Chinese scientists published an article in the national peer-reviewed journal Chinese Journal of Computers in which they reported effective attacks on a number of AES encryption algorithms. The attacks were carried out using a quantum computer from the Canadian company D-Wave Systems. But the main “impact” mechanism was a new mathematical apparatus developed in China. Experts assessed the threat as “real and significant.”

1200-qubit Advantage Generation 2 processor. Image source: D-Wave

AES encryption with keys above a certain length is considered extremely secure today. But this is from the point of view of ordinary computer calculations. Quantum computers and related algorithms hold the potential to crack AES keys effortlessly. It is believed that this will take 10, 20 or even more years. However, there are fears and signs that everything will happen much earlier – in 3-5 years. A group of Chinese scientists from Shanghai University have shown in their new work that a number of the encryption algorithms underlying AES can be compromised by quantum computers.

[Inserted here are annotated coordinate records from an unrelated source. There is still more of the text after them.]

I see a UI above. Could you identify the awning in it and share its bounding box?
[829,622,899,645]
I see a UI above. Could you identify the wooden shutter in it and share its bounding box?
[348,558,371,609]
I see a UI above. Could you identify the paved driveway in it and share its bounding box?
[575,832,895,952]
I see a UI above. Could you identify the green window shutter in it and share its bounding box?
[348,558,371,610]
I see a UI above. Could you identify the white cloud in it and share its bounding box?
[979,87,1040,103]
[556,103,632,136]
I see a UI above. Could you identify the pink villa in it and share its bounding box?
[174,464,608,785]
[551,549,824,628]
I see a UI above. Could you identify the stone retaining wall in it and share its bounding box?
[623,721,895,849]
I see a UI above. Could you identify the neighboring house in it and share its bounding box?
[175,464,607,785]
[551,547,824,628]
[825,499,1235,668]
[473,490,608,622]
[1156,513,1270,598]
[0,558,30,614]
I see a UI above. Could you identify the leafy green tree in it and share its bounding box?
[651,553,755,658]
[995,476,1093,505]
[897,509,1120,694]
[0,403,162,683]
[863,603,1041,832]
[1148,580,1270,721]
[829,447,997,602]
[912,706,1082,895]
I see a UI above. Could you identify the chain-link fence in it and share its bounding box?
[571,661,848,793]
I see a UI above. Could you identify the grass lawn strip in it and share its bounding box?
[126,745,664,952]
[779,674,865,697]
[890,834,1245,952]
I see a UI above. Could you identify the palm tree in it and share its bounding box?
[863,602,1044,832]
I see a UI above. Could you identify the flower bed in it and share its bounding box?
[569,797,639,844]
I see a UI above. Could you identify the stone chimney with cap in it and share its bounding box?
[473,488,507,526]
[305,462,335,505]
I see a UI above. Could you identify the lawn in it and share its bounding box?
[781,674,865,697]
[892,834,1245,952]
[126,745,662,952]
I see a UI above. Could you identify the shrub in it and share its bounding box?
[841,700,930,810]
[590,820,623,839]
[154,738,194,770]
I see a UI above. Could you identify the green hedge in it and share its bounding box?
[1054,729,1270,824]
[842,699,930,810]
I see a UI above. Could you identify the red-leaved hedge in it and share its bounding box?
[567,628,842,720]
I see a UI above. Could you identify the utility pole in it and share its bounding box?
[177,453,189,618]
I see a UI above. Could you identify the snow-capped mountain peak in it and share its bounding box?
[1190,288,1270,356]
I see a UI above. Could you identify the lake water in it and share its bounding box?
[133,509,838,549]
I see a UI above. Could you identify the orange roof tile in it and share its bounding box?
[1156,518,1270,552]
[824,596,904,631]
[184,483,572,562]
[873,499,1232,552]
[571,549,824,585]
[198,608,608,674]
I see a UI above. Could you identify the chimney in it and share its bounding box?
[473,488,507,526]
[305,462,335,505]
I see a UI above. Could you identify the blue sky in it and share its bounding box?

Using a quantum computer from the Canadian company D-Wave Systems, scientists carried out an attack on the Present, Gift-64 and Rectangle algorithms, which belong to the so-called block encryption Substitution-Permutation network. The code was not completely cracked, as the paper says, but the team of researchers came closer to it than anyone before. The SP network is part of the AES encryption system that is used by the banking sector, government agencies, and militaries around the world to keep their secrets. Even a ghostly threat in this case should be considered as real.

«This is the first time that a true quantum computer poses a real and significant threat to the variety of full-scale structured SPN algorithms in use today,” the peer-reviewed paper states.

The D-Wave Systems quantum computer itself can hardly be called quantum. It uses the principle of quantum annealing – it works on searching for energy minima, which in physics corresponds to the tendency of atoms to the lowest energy state. Everything that remains after processing—“burning”—the data is the desired result. Scientists only needed to create a mathematical apparatus for processing data in the direction they needed. Such a device using AI has been created, but it is not universal and this makes it difficult to practically use quantum platforms today, including for successfully cracking AES keys.